Task 1 Using the States dataset, conduct a multiple linear regression with ClintonVote #as the dependent variable and College, HouseholdIncome, and NonWhite as #independent variables. Create regression tables using the sjPlot package. #Interpret the coefficients and assess the model fit.
data(USStates)
States <- USStates
model <- lm(ClintonVote ~ College + HouseholdIncome + NonWhite, data = States)
tab_model(model)
| ClintonVote | |||
|---|---|---|---|
| Predictors | Estimates | CI | p |
| (Intercept) | 0.99 | -11.11 – 13.10 | 0.870 |
| College | 1.12 | 0.67 – 1.58 | <0.001 |
| HouseholdIncome | -0.08 | -0.38 – 0.23 | 0.625 |
| NonWhite | 0.43 | 0.27 – 0.60 | <0.001 |
| Observations | 50 | ||
| R2 / R2 adjusted | 0.616 / 0.590 | ||
Based on the regression table results, the intercept has an estimate of 0.99 with a p-value of 0.870, indicating that the baseline level of ClintonVote is not significantly different from zero when all predictors are zero. The variable College has an estimate of 1.12 with a p-value of less than 0.001, indicating that this coefficient is statistically significant. For each one-unit increase in the percentage of college-educated individuals, ClintonVote increases by 1.12 percentage points.

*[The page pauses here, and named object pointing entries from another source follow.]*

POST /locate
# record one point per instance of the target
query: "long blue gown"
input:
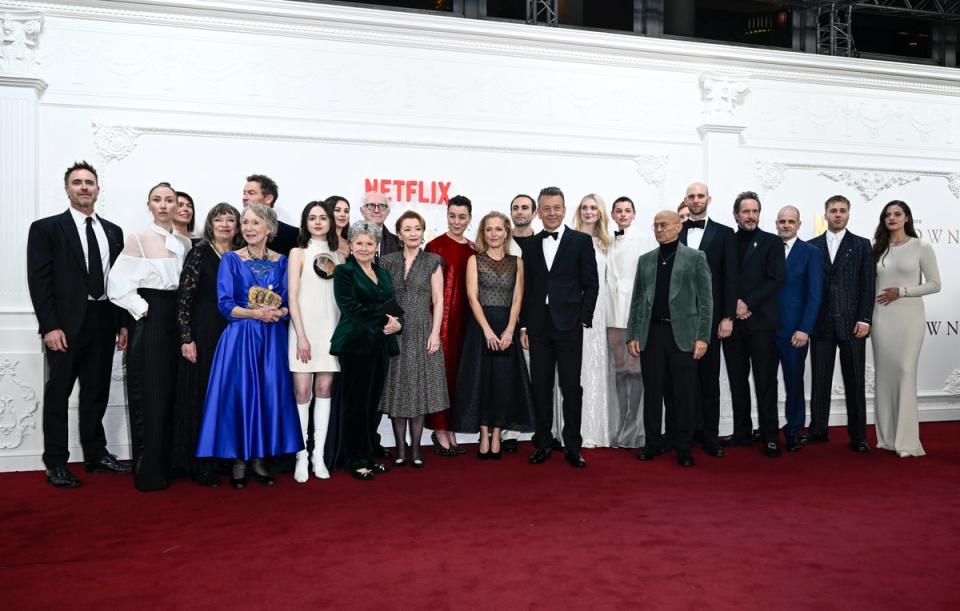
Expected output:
(250, 410)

The variable HouseholdIncome has an estimate of -0.08 with a p-value of 0.625, indicating that this coefficient is not statistically significant. This means that household income does not have a significant linear relationship with ClintonVote in this model.
The variable NonWhite has an estimate of 0.43 with a p-value of less than 0.001, indicating that this coefficient is statistically significant. For each one-unit increase in the percentage of non-white individuals, ClintonVote increases by 0.43 percentage points.
The model’s R-squared value is 0.616, indicating that approximately 61.6% of the variance in ClintonVote is explained by the model. This represents a moderate level of explanatory power. The adjusted R-squared value is 0.590, which adjusts for the number of predictors in the model and indicates that approximately 59.0% of the variance in ClintonVote is explained by the model when taking into account the number of predictors.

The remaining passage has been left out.